Deepak is looking to buy a used scooter in Tokyo. “Where is the best place to look?” Listings magazines are the best bet, though remember they do not take responsibility if a buy proves to be a dud. Tokyo’s freebie Metropolis, published every Friday and easy to spot wherever English speaking/reading foreigners hang out or shop on a regular basis, has a cars/bikes column. You could also run a Scooter Wanted ad.
Barry wants to relate his experience of applying for his daughter’s first 10-year U.S. passport. “I followed the link provided in your April 27 column to the U.S. Embassy in Tokyo. The passport application information was helpful, but we found it contains two misleading statements:” “Proof of Your Citizenship. Citizenship is proven through an official birth certificate or naturalization/citizenship certificate, or a Consular Report of Birth.” Barry then prepared the required document for his daughter’s application, but found that at the Embassy, it was not requested. “How Long Does It Take? Processing time is about three weeks after we receive your application in good order, as all passport printing now must be done in the U.S.” In fact, his daughter’s new passport arrived by mail from the Embassy just one week after it was applied for. Careful inspection revealed it had been issued by the embassy in Tokyo, not the National Passport Center.

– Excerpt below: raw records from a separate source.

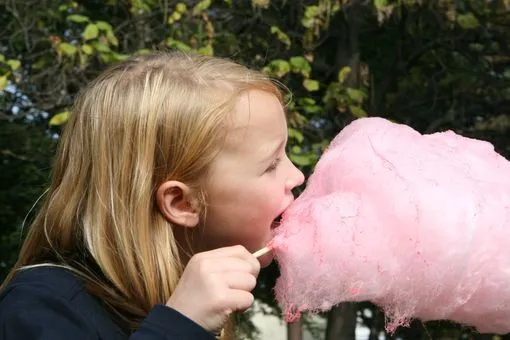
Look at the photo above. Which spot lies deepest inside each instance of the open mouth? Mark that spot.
(276, 222)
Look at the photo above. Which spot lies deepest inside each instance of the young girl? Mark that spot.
(169, 175)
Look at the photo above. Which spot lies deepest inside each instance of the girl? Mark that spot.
(169, 174)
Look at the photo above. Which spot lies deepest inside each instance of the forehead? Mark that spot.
(258, 118)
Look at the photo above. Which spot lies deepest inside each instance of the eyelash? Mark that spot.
(274, 165)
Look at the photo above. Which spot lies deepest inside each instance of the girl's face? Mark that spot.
(252, 178)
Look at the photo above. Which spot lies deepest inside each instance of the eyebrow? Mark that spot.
(275, 151)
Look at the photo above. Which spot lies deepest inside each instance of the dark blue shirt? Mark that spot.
(50, 303)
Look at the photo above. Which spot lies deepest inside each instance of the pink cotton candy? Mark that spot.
(417, 224)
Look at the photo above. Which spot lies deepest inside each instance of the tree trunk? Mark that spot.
(342, 322)
(294, 330)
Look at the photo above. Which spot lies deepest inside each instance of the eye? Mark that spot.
(274, 165)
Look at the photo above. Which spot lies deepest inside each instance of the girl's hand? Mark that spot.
(215, 284)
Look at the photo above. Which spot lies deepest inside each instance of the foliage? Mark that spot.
(435, 65)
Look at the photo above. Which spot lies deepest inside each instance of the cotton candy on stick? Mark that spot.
(417, 224)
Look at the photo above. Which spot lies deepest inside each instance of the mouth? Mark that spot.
(276, 222)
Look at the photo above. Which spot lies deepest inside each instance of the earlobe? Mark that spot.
(177, 203)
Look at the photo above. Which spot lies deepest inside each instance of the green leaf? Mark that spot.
(119, 56)
(178, 45)
(343, 74)
(280, 35)
(87, 49)
(181, 8)
(59, 118)
(297, 135)
(279, 67)
(206, 50)
(67, 49)
(306, 101)
(201, 6)
(300, 160)
(380, 4)
(103, 48)
(467, 21)
(90, 32)
(312, 108)
(311, 85)
(112, 38)
(78, 18)
(356, 95)
(357, 111)
(14, 64)
(104, 26)
(3, 82)
(300, 65)
(311, 11)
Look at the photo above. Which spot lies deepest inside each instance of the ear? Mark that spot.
(177, 203)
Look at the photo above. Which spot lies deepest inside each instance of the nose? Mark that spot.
(295, 178)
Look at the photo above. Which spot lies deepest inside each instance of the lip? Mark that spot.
(277, 220)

Henry wrote recently from California asking for assistance. “My father, U.S. Army, has an old Japanese flag that was given to him during World War II while fighting in the Philippines, 1944-45.” The flag, measuring 3’2″ X 2’2″ with a red rising sun and lots of Japanese writing all around, was given to Henry’s father by a wounded Japanese soldier who later died. Henry has no idea what the writing means and is trying to locate someone who can read Japanese so “maybe I can find the soldier’s family.” Henry, there is a large Japanese community in California which is sure to be helpful. Ask at your local city hall and explain why you want to make contact. Or how about contacting the Japanese Embassy in the U.S., and asking staff for contacts.